今回の情報は、端末に潜伏するインフォスティーラー型マルウェアが収集したログと、以前バラバラに流出していた古いデータが再構成されたものとみられる。およそ 30 のサブセットに分割され、一部は 35 億件超の塊となっていた、という報告もある。発生源や正確な時期を特定するのが難しいのは、複数の漏えいが混在しているためだ。

影響範囲は広く、クレデンシャルスタッフィングによるアカウント乗っ取りやフィッシングの高度化が懸念される。トークンやクッキーが含まれている場合、多要素認証を設定していてもセッションハイジャックを受けるリスクが残る。仮に 1 % だけが悪用されても、1 億 6,000 万件が被害にあう計算になる点は軽視できない。

すでに国内外では、保険会社や通信事業者などの大規模インシデントが続いており、「いつどこで起きても不思議ではない」という認識が定着しつつある。今回の件は、その流れを裏づける形になったといえる。

では、私たちは何をすべきか。個人の場合、サービスごとに異なる強力なパスワードを生成し、パスワードマネージャーで管理するのが基本となる。端末のマルウェアスキャンや OS・ブラウザの即時アップデートも欠かせない。多要素認証は「あれば安心」ではなく、トークンの有効期限やログイン履歴の確認といった運用面も意識したい。

組織では、ゼロトラストを前提にしたアクセス制御や、長期セッションの自動失効ポリシーが有効だ。社員教育を定期的に行い、クラウドストレージや SaaS への権限を棚卸しすることもリスク低減につながる。さらに、ダークウェブ監視や侵害の早期検知体制を整え、インシデント対応フローを明文化したうえで訓練しておくと、万一の際の被害を抑えやすい。

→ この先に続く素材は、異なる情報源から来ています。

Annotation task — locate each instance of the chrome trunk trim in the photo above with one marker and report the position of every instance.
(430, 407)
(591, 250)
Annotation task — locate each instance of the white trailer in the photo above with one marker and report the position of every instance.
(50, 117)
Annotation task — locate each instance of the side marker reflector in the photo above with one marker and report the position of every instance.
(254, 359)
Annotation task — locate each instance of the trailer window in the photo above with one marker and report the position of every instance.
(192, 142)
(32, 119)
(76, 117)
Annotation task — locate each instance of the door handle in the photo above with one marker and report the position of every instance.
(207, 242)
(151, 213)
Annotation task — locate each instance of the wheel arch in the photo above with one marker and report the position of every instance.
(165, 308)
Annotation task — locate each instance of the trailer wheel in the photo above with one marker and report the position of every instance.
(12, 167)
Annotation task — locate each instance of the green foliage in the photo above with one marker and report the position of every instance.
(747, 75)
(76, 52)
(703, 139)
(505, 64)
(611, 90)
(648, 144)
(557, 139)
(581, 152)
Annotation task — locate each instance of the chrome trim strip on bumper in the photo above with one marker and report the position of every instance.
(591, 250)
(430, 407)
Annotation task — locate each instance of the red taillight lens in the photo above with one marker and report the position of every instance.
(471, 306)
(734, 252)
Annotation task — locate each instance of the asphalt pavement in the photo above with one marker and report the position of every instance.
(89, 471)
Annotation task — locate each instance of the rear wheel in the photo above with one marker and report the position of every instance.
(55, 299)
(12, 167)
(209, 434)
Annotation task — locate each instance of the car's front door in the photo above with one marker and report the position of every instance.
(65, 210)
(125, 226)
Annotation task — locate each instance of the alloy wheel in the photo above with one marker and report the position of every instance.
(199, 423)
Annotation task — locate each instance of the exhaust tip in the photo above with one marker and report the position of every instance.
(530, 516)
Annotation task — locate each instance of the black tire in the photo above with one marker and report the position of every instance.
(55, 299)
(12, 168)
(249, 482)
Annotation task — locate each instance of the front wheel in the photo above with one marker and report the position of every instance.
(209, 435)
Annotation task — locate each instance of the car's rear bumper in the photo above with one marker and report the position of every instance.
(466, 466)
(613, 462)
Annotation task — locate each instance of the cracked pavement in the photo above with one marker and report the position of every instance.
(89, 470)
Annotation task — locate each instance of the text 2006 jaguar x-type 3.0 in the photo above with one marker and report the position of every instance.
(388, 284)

今回の 160 億件流出は、サイバー空間における「衛生管理」の重要性を改めて示した。完璧な防御は難しいものの、基本的な対策を確実に実行し、多層防御と迅速な検知・対応を組み合わせることで、被害を許容できるレベルへ抑え込むことは可能だ。漏えいを「起き得る前提」として備えを整える姿勢が、引き続き求められている。